I don’t even know where to begin with The Exorcist II: Heretic. The film is known for being absolutely terrible, but it honestly makes such little sense that it has an almost surreal quality and anyone who loves really trashy movies will probably enjoy it a lot. And of course there are all of the accidentally hilarious parts. Let’s think about the plot. For starters, the whole premise is set up around the fact that Father Merrin is posthumously being charged with heresy, even though there are multiple scenes in The Exorcist assuring that Regan’s exorcism is Church sanctioned. Secondly, there is really no reason to think that Regan is possessed again. She is living a relatively normal life until Lamont shows up with a bug up his ass about Pazuzu. 
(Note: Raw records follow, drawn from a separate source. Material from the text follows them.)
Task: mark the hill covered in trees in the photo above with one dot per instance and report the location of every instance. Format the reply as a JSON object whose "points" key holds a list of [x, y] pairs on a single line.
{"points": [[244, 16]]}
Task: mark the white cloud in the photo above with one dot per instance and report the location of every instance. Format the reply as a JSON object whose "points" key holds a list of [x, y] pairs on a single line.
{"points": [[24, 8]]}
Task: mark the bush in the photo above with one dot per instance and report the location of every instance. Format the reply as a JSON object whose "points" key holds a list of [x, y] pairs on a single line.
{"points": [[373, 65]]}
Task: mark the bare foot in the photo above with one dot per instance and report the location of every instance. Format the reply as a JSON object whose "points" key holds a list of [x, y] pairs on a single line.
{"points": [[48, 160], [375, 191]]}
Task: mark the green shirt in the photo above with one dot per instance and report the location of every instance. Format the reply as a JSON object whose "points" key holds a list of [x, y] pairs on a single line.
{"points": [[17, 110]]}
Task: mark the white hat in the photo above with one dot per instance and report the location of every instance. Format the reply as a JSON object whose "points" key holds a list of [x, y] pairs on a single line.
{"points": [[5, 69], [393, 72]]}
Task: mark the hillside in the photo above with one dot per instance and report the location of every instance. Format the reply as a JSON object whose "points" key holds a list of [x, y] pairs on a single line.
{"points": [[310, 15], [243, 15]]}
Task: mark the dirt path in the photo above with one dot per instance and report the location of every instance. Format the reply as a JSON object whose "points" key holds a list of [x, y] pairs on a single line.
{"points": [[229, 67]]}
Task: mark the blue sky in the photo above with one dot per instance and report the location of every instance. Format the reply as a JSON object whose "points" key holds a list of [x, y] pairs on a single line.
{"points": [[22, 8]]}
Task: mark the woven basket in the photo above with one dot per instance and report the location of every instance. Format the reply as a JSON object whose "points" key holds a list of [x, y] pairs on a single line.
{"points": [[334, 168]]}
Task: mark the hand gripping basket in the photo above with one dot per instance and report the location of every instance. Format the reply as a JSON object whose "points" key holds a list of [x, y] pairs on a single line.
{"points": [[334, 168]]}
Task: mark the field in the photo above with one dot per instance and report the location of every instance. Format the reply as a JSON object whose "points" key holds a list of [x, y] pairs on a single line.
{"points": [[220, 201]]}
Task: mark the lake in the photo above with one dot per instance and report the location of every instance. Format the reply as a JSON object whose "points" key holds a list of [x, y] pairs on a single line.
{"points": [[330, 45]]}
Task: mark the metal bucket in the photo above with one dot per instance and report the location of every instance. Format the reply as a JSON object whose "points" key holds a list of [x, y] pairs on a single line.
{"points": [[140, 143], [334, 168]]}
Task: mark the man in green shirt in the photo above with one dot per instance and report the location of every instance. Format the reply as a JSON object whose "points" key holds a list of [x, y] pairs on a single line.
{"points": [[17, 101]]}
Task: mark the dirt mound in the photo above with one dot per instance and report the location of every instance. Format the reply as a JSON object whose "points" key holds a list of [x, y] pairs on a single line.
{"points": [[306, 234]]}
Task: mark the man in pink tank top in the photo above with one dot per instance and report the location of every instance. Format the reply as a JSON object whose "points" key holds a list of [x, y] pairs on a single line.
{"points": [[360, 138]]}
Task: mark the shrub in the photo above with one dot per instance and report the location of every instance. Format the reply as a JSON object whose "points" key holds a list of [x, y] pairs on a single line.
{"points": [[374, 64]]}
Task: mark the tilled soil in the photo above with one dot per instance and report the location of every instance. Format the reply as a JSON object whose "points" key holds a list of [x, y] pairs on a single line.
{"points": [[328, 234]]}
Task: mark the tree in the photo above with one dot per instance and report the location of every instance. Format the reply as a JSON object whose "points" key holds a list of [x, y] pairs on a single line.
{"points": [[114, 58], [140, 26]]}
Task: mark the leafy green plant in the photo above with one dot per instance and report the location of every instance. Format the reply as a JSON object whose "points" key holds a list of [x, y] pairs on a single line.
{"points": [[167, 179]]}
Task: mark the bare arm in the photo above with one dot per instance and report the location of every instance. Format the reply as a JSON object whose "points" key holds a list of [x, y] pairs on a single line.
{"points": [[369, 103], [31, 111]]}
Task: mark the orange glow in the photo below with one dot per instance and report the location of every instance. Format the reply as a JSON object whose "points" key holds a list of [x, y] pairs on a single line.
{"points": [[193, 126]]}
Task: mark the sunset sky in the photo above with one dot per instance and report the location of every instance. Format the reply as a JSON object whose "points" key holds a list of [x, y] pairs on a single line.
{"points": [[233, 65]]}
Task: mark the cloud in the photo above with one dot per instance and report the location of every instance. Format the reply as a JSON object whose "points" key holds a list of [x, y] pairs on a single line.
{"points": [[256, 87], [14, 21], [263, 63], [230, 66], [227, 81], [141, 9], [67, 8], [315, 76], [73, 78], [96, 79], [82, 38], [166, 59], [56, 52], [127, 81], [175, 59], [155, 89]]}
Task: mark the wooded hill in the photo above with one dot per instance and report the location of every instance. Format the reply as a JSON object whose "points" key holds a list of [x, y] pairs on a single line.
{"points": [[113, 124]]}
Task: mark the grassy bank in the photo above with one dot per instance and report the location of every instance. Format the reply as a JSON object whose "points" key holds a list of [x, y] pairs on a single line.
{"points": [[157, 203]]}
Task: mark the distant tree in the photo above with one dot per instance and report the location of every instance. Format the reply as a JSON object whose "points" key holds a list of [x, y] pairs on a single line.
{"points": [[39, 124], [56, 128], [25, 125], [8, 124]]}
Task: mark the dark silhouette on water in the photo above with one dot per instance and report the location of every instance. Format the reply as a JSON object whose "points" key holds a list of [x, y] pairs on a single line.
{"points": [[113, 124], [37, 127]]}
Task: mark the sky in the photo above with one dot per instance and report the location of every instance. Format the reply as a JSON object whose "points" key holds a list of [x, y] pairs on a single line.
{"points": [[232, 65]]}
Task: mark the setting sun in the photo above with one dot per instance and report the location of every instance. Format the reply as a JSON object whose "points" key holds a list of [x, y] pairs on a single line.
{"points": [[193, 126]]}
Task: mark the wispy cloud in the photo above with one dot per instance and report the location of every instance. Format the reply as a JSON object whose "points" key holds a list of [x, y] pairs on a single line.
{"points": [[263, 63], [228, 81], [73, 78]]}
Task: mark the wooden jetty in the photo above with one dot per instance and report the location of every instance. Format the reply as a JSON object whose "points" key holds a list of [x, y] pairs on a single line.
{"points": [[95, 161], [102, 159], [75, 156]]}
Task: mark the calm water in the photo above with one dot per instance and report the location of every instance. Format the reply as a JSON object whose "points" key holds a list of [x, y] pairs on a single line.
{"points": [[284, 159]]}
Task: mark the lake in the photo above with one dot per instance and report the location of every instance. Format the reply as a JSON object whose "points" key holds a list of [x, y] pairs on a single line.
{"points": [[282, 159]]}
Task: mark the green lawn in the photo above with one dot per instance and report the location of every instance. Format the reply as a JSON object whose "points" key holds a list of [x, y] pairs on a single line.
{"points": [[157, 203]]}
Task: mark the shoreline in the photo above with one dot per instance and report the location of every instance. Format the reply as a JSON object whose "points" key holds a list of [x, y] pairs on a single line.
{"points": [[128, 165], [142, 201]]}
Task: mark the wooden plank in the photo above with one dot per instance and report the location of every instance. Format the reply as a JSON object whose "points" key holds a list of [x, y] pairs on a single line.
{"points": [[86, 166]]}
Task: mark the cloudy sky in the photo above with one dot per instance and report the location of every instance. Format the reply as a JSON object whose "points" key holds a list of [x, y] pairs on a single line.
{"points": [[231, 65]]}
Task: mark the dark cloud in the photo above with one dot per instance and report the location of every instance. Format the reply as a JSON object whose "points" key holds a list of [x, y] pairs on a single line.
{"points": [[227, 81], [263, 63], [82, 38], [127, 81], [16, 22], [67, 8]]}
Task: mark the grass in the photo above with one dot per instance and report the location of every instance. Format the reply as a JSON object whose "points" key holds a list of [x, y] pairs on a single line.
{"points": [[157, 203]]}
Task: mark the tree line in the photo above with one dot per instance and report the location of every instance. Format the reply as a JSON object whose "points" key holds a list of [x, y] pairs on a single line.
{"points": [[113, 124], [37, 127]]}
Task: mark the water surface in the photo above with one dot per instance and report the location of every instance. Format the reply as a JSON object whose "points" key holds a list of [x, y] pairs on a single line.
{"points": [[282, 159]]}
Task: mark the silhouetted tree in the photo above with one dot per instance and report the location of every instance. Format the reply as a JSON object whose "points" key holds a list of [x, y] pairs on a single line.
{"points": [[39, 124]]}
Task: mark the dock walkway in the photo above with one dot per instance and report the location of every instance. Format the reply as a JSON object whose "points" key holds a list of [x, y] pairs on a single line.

While the studio may have scored some quality actors, Richard Burton is drunk for the entire film, Max von Sydow begrudgingly returned to shoot some flashback sequences, and James Earle Jones is just ridiculous as the adult Kokumo. He has to wear a locust costume at one point and in a vision sequence, he is dressed as a shaman-like figure and makes a whole tomato materialize in his mouth. And then he spits the whole thing at Richard Burton, of course in slow motion. 

Then there’s Louise Fletcher, fresh from winning as Oscar for One Flew Over the Cuckoo’s Nest, who appears here as a doctor. In Cuckoo’s Nest she was Nurse Ratchett, probably the least trustworthy fictional medical figure of all time (next to Dr. Giggles, of course). For some reason John Boorman was chosen to direct. He may have directed Deliverance and Excalibur, but before The Exorcist II, he made Zardoz. What did the studio really think they were going to get? Boorman’s regular collaborator Rospo Pallenberg helped him do several script re-writes (and also some direction), which allegedly just made the script messier and messier, as re-writes continued throughout shooting. 

As with The Exorcist, the production was plagued with issues that allowed the idea of a cursed production to continue. The director and two stars suffered illness, the film stock was damaged, locusts died, etc. Probably my favorite story about The Exorcist II involves the opening night screening in New York, when audience members allegedly chased studio executives down a city street, they hated the film so much.  

The wonderful score from Ennio Morricone is probably the best thing about this film and goes a long way towards making some very silly scenes at least seem kind of mystical. For much of the movie, Boorman obviously tried to go for a dreamy, hallucinogenic feel, which he actually accomplishes in one or two scenes. There are some interesting moments, namely the swarms of locusts over D.C. and multiple cases of self-immolation that are CGI free and look pretty realistic. Blair refused to wear the possessed make up a second time and the least convincing double imaginable plays her Pazuzu-filled doppelgänger. The whole thing is unavoidably silly. A house collapses in the conclusion, Richard Burton makes out with possessed Regan, and did I mention that Regan suffers some kind of psychic attack while TAP DANCING? I couldn’t make this up if I tried.

I’m reviewing The Exorcist Complete Anthology collection, which includes both the original version of The Exorcist and the director’s cut, The Exorcist II, The Exorcist III, and the two prequels, Exorcist: The Beginning and Dominion: Prequel to the Exorcist. There are also numerous special features. I almost have to recommend The Exorcist II, which falls into that “so unbelievably bad you have to see it to believe it” category. James Earle Jones spits a tomato at Richard Burton. Enough said.